Hizmet Olarak Ağ: İnançlı ve Genişleyebilen Ağların Yükselişi

Bundan 10 yıl evvel kurumların gündeminde birinci sıralarda yer almayan ve zorunluluktan çok rekabette bir avantaj olarak görülen finansal esneklik, birçok işletme için “faydalı bir opsiyon” olmaktan ibaretti.

2022’ye geldiğimizde ise finansal esneklik, işletmeler için hayati derecede değerli. Dağıtık çalışma tertibinin uzun vadeli bir gerçeklik haline geldiği günümüz dünyasında değişim artık yeni değişmezimiz ve esneklik de artık bir mecburilik. Uzaktan ve hibrit çalışma sisteminin günümüzde artış göstermesi, kurumlarındaki ağları sağlam, inançlı, ölçeklenebilir ve uyumlu kılmak için halihazırda baskı altındaki BT takımları için yeni düşünceler doğuruyor. Elhasıl esnek, aksaklıklara güçlü bir ağ hiçbir vakit bu derece kıymetli olmamıştı.

Deloitte’a nazaran ağlara ait bu ihtiyaçlar, BT hizmet sağlayıcılarının çok daha esnek finansal modeller sunma gereksinimini doğuran kilit faktörlerden biri. Deloitte tarafından yapılan çalışma, “bir hizmet olarak” sunulan finansal modellerde pandeminin hızlandırıcı bir tesiri olduğunu gösteriyor. Çalışmaya katılanların dörtte üçü, kurumlarındaki BT altyapılarının yarısını “bir hizmet olarak” yürüttüklerini söylüyor. Rapor, “hizmet olarak ağ kullanım modelinin kurumların kalplerini, akıllarını ve cüzdanlarını kazandığını” söylüyor.

Aruba’nın yakın vakitte düzenlediği çalışma, bu yeni hizmet modellerine artan ilgiyi doğruluyor. Avrupa, Orta Doğu ve Afrika bölgesinden (EMEA) 5 bin 400 BT yöneticisinin içgörülerinden yararlanılan raporumuz, kurumların artan finansal esneklik gereksinimlerine nasıl ahenk sağladığını ve Hizmet Olarak Ağ (NaaS) tahlilinin neden tercih edilen bir tüketim modeli olduğunu ortaya koyuyor.

NaaS Modeli

Pandemi sonrasındaki dijital dönüşüm, BT başkanlarını hem çok daha çevik hem de yeni şartlara ayak uydurabilen ağ modellerine yöneltiyor. Araştırmamız, ağ idaresi gayelerine gelindiğinde işletmelerin, süratle ölçek büyüten ve bunun yanı sıra iş gereksinimlerine daha düzgün ahenk sağlayan ağlara öncelik verdiğini ortaya koyuyor.
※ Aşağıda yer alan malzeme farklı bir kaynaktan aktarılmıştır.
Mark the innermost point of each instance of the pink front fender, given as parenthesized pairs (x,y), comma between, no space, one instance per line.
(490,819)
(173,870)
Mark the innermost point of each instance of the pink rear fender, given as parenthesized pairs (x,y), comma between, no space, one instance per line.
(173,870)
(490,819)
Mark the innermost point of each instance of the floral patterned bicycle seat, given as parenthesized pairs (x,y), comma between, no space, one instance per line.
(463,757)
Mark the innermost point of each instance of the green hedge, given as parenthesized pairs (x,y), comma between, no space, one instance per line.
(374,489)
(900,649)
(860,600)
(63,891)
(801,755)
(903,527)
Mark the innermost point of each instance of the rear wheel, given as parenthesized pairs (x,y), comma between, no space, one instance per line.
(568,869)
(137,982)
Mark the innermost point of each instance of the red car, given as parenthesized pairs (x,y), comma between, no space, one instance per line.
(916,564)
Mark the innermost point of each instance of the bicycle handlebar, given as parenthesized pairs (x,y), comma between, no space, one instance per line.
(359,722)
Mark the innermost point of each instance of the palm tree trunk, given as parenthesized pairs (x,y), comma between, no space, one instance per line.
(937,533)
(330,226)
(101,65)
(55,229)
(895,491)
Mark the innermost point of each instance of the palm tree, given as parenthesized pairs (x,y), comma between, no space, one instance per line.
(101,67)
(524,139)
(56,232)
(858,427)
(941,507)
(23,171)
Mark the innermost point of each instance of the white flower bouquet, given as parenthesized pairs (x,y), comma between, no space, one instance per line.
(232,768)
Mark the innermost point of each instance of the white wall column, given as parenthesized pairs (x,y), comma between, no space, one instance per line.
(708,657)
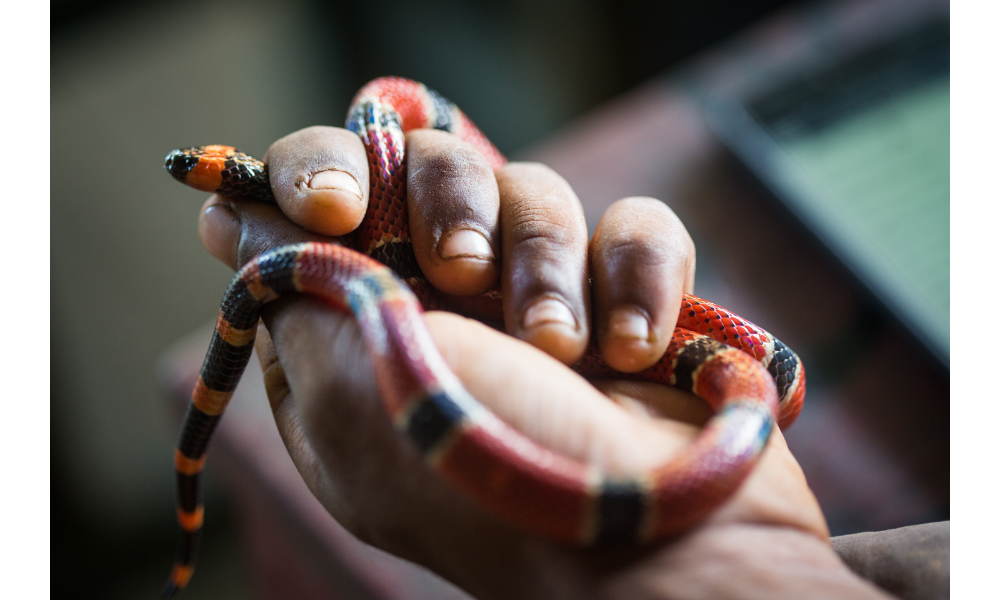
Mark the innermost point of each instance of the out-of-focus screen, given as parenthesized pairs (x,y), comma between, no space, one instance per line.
(859,151)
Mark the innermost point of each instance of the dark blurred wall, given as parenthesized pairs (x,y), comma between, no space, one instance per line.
(132,80)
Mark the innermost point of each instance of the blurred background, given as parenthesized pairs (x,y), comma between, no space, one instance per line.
(132,80)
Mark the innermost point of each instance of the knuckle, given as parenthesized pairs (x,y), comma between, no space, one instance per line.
(439,163)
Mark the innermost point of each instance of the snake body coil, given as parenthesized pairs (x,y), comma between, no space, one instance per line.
(748,377)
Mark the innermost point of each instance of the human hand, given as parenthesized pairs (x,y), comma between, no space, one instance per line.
(641,260)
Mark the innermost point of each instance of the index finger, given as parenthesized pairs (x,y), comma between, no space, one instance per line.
(319,176)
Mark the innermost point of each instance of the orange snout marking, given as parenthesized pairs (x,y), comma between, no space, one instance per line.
(207,172)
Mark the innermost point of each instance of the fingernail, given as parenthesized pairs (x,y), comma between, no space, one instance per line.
(549,311)
(220,232)
(465,243)
(335,180)
(628,322)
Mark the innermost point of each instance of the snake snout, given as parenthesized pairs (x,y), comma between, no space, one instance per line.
(179,163)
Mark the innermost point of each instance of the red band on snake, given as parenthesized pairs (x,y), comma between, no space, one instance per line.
(746,375)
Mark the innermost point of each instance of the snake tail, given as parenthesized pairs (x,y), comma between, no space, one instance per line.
(467,444)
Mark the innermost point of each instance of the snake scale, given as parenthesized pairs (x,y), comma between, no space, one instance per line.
(749,378)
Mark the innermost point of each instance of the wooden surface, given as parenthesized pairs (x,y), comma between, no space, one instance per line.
(873,438)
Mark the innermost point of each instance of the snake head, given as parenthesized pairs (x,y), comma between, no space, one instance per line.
(180,162)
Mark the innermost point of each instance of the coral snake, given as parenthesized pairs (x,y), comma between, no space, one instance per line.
(746,375)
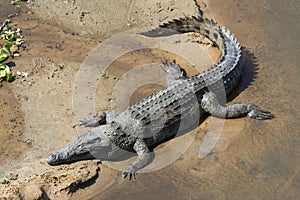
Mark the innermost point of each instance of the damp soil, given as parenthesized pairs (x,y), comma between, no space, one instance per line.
(251,160)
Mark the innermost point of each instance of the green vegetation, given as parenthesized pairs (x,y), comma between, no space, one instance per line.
(10,41)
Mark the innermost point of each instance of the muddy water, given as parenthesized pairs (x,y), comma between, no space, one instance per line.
(253,159)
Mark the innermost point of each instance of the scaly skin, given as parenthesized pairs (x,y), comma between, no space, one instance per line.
(162,115)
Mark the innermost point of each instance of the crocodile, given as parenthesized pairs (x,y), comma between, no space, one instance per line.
(172,110)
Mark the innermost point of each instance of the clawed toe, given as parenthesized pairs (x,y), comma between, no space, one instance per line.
(260,114)
(129,175)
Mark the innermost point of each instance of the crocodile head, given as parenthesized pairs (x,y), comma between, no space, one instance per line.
(90,145)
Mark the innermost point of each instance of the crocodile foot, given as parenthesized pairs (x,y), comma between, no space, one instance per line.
(258,113)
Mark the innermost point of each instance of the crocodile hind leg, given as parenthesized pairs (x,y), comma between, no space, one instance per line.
(103,118)
(211,105)
(175,71)
(143,159)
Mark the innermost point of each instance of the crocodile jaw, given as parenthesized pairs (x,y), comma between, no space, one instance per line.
(90,145)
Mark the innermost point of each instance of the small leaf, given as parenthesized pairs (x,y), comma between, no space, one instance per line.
(6,48)
(2,74)
(3,57)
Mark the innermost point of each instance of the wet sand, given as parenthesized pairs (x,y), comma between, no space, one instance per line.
(252,159)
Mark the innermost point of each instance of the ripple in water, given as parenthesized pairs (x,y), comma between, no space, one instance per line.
(289,9)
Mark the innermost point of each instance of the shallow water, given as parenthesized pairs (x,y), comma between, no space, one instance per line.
(253,159)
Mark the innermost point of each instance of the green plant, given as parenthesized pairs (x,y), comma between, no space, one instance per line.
(10,41)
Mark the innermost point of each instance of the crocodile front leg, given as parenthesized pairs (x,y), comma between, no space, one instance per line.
(103,118)
(211,105)
(143,159)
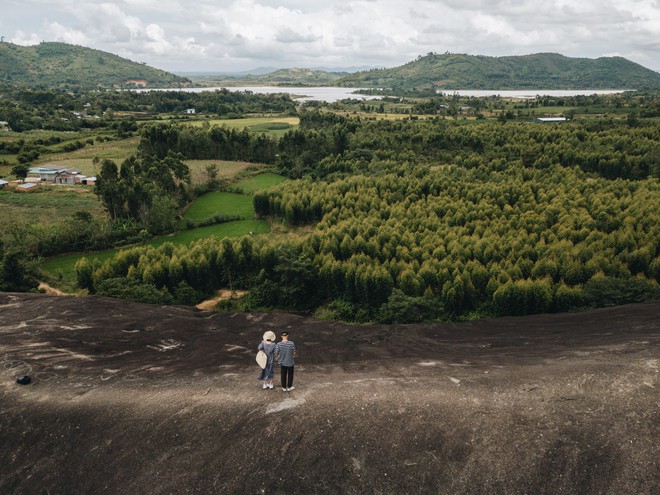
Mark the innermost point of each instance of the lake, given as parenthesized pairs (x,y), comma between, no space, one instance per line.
(320,93)
(331,94)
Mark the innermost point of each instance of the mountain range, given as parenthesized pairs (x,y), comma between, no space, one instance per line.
(538,71)
(52,65)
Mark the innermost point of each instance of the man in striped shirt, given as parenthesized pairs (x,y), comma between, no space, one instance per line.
(285,352)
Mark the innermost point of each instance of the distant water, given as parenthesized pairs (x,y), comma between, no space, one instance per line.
(320,93)
(332,94)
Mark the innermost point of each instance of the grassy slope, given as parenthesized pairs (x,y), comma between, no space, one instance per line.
(61,64)
(60,270)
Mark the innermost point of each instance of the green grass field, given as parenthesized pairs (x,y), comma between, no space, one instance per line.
(276,126)
(48,204)
(223,203)
(259,182)
(60,270)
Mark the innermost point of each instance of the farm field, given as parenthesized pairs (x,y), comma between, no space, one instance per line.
(60,270)
(49,203)
(218,202)
(272,125)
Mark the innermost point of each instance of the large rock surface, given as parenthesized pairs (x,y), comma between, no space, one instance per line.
(139,399)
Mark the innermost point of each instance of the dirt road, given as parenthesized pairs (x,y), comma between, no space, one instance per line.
(130,398)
Üstelik, iştirakçilerin yüzde 72’si yeni teknolojilere erişimi ağ yatırımındaki belirleyici dört etmenden biri olarak görüyor.

Yeniden de bu yeni teknolojilere ayak uydurma ile ağı daha esnek ve uyumlu hale getirme talebi, hem bu değişiklikleri kumanda edecek BT işçisine hem de bunu mümkün kılacak ağ ihtiyacına yol açacaktır. NaaS’ı iş sürecinize dahil edin. Araştırmamız, çalışmaya katılan teknoloji başkanlarının yüzde 100’ünün NaaS kavramına aşina olduklarını ve daha da kıymetlisi, şirketlerin yüzde 86’sının gündeminde yer aldığını ortaya koyuyor. Bunun sebebini anlamak sıkıntı olmasa gerek.

Esneklik

Bir yandan pandemi devam ederken, bu modelin gitgide daha çok şirketin gündeminde yer almasının esas sebeplerinden biri, NaaS’ın şirketlerin ağlarını iş gereksinimlerine nazaran ölçeklendirecek esnekliği sağlaması. Araştırmaya katılan şirketlerin yüzde 75’i bu durumun NaaS’a ilgilerini artırdığını söylüyor. Şirketlerin NaaS’ı benimsemekte gösterdikleri ilginin temelini, bu modelin BT gruplarına inovasyon ve stratejik teşebbüsler için vakit yaratacağının yanı sıra, operasyonel maliyetleri de azaltacağına ait beklenti oluşturuyor.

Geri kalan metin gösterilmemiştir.